Jumat, 11 Juni 2010

TIPS PRAKTIS UNTUK BERHAJI 1

Pada saat saya melaksanakan ibadah haji di tahun 1430 H (2009), saya mencatat beberapa hal penting berdasarkan pengalaman yang perlu diperhatikan oleh calon jamaah haji (Calhaj) Indonesia, terkait dengan kebiasaan hidup yang berbeda akibat letak geografis yang berbeda.

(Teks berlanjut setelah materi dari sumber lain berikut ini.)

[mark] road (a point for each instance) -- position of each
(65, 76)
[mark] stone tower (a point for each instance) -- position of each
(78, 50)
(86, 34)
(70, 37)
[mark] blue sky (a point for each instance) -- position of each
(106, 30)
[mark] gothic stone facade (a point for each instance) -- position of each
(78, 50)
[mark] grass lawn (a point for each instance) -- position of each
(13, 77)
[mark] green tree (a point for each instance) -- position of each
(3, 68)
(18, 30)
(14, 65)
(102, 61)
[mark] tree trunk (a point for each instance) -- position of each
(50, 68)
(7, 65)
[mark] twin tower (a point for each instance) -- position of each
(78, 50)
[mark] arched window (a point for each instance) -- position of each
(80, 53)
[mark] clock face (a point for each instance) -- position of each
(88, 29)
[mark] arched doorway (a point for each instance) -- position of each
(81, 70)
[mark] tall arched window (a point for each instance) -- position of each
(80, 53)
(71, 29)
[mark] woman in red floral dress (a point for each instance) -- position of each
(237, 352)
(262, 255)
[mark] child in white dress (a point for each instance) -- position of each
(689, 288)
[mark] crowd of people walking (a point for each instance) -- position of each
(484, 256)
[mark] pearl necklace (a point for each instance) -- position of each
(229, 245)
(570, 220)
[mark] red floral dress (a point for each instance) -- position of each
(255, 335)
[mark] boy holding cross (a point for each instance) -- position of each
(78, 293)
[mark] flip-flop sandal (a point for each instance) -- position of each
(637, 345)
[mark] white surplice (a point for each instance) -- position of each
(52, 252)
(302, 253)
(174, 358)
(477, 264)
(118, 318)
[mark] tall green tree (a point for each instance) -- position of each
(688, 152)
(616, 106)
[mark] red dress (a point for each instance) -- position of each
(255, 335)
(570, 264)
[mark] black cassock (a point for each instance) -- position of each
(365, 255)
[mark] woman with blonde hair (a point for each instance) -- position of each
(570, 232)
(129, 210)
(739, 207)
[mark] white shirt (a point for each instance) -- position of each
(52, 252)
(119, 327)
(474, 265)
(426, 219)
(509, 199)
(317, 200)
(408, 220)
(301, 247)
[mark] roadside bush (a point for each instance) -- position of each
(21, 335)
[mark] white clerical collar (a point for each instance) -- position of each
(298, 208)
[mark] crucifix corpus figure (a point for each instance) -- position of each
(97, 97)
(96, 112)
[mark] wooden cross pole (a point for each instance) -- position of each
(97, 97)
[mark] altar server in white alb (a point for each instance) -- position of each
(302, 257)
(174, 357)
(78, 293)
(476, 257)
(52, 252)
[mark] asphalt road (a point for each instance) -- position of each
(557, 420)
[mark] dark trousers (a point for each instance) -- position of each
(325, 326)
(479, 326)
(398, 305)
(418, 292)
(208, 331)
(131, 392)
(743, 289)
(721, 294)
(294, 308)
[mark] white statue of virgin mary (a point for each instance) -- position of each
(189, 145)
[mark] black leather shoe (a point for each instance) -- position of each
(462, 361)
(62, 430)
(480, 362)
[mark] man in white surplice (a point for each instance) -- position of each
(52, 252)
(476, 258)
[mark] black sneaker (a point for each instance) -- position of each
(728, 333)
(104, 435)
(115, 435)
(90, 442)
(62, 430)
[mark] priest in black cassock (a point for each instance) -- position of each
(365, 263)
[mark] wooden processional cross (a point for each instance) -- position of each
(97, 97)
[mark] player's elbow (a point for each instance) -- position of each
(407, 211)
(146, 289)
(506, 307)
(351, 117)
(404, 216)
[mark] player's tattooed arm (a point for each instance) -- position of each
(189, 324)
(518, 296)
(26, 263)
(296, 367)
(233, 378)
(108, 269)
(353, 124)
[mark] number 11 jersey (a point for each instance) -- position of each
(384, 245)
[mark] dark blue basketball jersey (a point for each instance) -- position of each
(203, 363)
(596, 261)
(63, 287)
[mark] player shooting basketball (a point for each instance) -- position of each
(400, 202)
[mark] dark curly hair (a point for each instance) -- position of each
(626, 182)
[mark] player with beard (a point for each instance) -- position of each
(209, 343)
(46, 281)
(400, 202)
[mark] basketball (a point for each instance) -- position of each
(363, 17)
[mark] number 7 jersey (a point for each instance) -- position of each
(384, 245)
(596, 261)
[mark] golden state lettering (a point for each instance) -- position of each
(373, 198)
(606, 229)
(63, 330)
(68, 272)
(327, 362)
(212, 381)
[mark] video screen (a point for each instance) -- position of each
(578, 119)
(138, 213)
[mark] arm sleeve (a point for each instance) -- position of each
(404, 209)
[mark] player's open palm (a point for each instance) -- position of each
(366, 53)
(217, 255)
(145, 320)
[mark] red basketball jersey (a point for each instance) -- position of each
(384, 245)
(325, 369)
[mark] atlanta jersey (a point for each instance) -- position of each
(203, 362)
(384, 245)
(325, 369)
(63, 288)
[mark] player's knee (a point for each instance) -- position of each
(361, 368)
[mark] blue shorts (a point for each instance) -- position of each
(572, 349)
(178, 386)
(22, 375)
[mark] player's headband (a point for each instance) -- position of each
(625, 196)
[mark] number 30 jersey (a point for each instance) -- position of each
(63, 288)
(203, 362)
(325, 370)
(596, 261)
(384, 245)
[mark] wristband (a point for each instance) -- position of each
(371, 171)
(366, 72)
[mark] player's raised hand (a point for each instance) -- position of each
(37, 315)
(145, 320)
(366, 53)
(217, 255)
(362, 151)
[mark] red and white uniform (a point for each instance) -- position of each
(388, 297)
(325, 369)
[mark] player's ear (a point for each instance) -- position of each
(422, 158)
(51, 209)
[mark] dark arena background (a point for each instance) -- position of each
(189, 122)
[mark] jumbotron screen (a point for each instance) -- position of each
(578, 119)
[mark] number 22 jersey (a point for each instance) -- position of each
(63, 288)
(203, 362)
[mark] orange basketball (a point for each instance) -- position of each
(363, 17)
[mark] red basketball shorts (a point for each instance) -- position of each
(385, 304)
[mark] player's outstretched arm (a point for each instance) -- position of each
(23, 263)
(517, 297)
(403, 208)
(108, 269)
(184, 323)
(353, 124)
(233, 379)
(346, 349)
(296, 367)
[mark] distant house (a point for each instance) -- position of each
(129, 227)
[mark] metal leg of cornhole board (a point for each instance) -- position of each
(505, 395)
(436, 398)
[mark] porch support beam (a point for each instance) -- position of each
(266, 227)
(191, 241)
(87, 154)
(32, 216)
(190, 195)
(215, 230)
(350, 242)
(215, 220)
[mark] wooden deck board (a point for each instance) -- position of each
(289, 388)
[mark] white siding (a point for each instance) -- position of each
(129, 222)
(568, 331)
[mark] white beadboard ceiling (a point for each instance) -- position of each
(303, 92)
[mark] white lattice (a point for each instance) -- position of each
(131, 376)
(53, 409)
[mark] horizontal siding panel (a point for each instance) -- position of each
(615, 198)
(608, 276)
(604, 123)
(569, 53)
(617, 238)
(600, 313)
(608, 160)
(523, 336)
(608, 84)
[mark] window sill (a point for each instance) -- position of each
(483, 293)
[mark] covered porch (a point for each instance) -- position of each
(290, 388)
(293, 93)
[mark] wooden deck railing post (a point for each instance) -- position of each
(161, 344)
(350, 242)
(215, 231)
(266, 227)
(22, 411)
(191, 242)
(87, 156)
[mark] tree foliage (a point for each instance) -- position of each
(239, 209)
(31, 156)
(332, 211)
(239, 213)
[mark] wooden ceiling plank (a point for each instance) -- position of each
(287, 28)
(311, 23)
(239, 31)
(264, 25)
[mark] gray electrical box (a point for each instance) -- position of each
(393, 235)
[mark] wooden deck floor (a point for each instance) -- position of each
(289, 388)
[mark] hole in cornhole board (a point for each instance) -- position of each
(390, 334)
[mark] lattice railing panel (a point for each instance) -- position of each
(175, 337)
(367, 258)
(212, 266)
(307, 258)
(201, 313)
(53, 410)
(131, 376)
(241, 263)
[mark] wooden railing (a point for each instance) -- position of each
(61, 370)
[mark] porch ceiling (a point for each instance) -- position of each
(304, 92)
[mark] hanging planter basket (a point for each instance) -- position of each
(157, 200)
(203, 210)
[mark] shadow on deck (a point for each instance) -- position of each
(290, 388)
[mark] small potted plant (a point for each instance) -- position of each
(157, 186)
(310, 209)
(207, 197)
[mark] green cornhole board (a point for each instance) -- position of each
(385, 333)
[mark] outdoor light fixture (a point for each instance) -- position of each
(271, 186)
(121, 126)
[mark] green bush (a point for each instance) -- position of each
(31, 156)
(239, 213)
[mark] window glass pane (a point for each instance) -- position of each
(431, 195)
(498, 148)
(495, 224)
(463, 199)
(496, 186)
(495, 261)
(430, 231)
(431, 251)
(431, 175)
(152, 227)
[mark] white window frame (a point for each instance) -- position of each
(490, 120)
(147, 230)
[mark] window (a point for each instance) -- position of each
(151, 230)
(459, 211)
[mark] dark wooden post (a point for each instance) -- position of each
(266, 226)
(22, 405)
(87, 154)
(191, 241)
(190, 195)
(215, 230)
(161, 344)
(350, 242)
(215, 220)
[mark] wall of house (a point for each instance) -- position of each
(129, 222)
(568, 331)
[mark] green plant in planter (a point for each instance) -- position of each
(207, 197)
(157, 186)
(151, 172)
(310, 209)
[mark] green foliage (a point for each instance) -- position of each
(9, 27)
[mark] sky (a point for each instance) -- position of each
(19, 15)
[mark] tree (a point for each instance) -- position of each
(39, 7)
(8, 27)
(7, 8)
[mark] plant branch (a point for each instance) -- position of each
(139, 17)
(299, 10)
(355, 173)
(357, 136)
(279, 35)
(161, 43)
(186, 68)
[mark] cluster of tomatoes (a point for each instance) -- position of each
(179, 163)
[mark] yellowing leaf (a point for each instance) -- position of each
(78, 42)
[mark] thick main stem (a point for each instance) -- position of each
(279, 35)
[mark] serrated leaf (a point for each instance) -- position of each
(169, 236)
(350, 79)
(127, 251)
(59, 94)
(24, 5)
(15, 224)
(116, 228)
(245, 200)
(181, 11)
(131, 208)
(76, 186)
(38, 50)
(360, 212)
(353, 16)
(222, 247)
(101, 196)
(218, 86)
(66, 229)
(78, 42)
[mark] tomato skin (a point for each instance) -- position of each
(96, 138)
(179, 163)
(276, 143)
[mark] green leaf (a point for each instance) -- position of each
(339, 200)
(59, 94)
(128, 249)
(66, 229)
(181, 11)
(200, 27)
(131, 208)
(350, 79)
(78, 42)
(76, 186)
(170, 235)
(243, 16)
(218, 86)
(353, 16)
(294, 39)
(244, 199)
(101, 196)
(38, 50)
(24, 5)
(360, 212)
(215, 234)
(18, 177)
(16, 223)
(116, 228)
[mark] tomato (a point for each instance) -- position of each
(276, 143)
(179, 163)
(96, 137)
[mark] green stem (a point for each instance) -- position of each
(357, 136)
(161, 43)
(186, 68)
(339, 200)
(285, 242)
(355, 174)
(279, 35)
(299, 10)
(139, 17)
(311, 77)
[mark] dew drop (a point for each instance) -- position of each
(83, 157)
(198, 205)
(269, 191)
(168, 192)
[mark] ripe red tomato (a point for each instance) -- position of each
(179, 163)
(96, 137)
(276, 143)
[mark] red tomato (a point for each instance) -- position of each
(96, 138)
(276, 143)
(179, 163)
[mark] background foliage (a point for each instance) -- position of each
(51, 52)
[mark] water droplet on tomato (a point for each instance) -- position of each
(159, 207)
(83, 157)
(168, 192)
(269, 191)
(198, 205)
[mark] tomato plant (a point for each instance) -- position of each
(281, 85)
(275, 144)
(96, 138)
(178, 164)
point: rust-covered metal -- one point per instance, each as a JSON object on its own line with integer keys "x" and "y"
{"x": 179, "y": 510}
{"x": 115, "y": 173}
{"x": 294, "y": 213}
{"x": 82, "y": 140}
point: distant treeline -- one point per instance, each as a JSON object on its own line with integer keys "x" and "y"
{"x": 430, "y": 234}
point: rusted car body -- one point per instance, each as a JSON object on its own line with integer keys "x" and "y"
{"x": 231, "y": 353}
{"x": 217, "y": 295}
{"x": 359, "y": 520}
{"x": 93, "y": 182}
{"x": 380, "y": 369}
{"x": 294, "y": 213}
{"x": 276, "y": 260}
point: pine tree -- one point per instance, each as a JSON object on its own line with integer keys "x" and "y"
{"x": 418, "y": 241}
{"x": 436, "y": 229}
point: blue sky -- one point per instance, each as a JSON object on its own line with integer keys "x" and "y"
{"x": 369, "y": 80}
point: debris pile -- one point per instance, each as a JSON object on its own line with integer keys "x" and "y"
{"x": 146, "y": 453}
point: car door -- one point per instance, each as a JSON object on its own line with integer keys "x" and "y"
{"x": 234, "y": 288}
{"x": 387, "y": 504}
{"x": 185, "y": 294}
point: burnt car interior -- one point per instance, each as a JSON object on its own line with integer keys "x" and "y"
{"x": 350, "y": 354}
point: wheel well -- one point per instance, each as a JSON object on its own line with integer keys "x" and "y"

Indonesia adalah salah satu negara beriklim tropis, beriklim panas dengan curah hujan yang cukup, temperatur udara antara 24 – 34⁰C serta kelembaban udara yang tinggi (antara 60 – 90%). Akibatnya penduduk Indonesia banyak berkeringat saat cuaca panas, sehingga kita umum menjumpai pakaian seseorang yang basah akibat keringat bercucuran. Berbeda dengan kondisi di Makkah-Madinah, tempat kaum muslim berhaji. Dua kota suci ini beriklim gurun (padang pasir) kering, Sinar matahari yang terik dan berlimpah, temperatur saat musim dingin adalah 25⁰C di siang hari turun menjadi 17⁰C di malam hari; sebaliknya di musim panas temperaturnya 40⁰C (siang hari) turun menjadi 30⁰C di malam hari. Kelembaban udara yang rendah, rata-rata 46%. Keringat yang bercucuran pun cepat menguap, baju yang kita pakai pun tak sempat basah kuyup. Curah hujan sedikit, umumnya di bulan November sampai dengan Januari. Saya mengalami hujan lebat saat masih di Makkah yang mengakibatkan banjir di sekitar Makkah termasuk Arafah pada tgl 8 Dzulhijjah 1430 H (25 November 2009).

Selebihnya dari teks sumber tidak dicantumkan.